Most people are rightly horrified about the case of a first-grade teacher at a Silver Spring elementary school who was recently charged with several counts of assault after being accused of choking and/or punching eight young students.

Adults assaulting students at school? That has to be wrong, right? Wrong.

The case in Montgomery County public schools serves as a good reminder that legal whacking, better known as corporal punishment, is still allowed in 20 states and administered to hundreds of thousands of students a year.

Yes, hundreds of thousands. And many thousands seek medical treatment afterward.

Corporal punishment is, according to the National Association of School Nurses, "the intentional infliction of physical pain as a method of changing behavior. It may include methods such as hitting, slapping, punching, kicking, pinching, shaking, use of various objects (paddles, belts, sticks, or others) or painful body postures."

Supporters of corporal punishment say that it is an effective punishment for bad behavior and that kids learn lessons from being hit. Nurses, principals and teachers associations - and many studies on the subject - say otherwise.

In June, Rep. Carolyn McCarthy (D-N.Y.) introduced the Ending Corporal Punishment in Schools Act, which would ban corporal punishment as a form of punishment or way to modify undesirable behavior at all public and private schools with students that receive federal services.

Congress apparently had other things to do. The bill was sent to a committee but never made it further in the legislative process.

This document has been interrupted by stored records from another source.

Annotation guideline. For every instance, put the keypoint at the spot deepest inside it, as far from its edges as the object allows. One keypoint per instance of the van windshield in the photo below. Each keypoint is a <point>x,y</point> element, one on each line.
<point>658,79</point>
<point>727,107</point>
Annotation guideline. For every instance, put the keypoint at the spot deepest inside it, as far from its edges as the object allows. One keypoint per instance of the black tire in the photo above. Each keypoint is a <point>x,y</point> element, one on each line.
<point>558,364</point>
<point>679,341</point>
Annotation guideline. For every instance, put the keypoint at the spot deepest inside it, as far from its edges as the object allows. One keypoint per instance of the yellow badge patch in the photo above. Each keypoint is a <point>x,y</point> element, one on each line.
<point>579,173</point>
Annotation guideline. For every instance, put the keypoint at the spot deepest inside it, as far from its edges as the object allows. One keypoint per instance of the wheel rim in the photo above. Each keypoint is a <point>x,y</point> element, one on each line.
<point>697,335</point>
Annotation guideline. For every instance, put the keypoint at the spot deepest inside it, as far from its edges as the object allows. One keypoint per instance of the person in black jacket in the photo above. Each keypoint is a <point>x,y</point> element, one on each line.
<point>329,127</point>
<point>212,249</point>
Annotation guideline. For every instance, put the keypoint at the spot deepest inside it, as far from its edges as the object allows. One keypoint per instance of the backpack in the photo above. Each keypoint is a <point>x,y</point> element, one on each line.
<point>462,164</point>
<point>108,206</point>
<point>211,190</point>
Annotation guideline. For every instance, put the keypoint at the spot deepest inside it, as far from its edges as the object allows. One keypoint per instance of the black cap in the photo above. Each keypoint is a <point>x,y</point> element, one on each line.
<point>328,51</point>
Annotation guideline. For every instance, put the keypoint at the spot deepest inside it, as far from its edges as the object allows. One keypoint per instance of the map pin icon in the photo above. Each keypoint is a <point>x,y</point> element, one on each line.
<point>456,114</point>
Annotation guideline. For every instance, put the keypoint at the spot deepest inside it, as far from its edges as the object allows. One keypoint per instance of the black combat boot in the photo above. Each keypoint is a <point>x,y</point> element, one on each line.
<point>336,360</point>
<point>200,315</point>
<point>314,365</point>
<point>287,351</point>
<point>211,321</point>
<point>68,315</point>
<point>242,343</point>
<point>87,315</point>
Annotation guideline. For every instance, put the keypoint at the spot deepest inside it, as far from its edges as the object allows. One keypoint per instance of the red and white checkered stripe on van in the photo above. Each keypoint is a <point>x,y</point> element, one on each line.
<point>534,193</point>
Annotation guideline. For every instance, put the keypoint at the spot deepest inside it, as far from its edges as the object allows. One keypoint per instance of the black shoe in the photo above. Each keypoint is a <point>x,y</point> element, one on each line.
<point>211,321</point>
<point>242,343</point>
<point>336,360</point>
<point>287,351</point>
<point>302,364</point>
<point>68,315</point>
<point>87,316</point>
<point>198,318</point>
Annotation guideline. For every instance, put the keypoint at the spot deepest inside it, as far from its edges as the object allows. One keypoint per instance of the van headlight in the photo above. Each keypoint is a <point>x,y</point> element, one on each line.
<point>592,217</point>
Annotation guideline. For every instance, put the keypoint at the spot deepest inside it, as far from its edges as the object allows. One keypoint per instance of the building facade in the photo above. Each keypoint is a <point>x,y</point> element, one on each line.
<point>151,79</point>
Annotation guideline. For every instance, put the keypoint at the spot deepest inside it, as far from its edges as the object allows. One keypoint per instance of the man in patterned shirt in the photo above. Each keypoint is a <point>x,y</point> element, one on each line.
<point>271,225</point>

School districts that allow corporal punishment have their own rules for how to administer it - and they can be extremely specific. They can, for example, spell out exactly how many times a student can be hit at one time; the rules usually identify which part of the body can be struck (usually the buttocks, but sometimes the hands, too).

Last year a congressional committee had a hearing on the issue. The panel learned that:

  • School officials, including teachers, administered corporal punishment to 223,190 schoolchildren across the nation during the 2006-07 school year (according to conservative government estimates, the latest year for which national statistics were available).

  • As a result of that punishment, 10,000 to 20,000 students requested medical treatment.

  • Students are typically hit on their buttocks with a wooden paddle, about 15 inches long, two to four inches wide and a half-inch thick, with a six-inch handle at one end.

  • Most students are paddled for minor infractions, such as violating a dress code, being late for school, talking in class or in the hallway, or being "disrespectful."

  • Almost 40 percent of all the cases of corporal punishment occur in Texas and Mississippi.

  • Current studies indicate that physical punishment is most common in kindergarten through eighth grade, in rural schools, in boys, and in disadvantaged and nonwhite children.

  • African American students are 17 percent of all public school students in the United States but are 36 percent of those who are victims of corporal punishment, more than twice the rate of white students.

Now that's something to get upset about.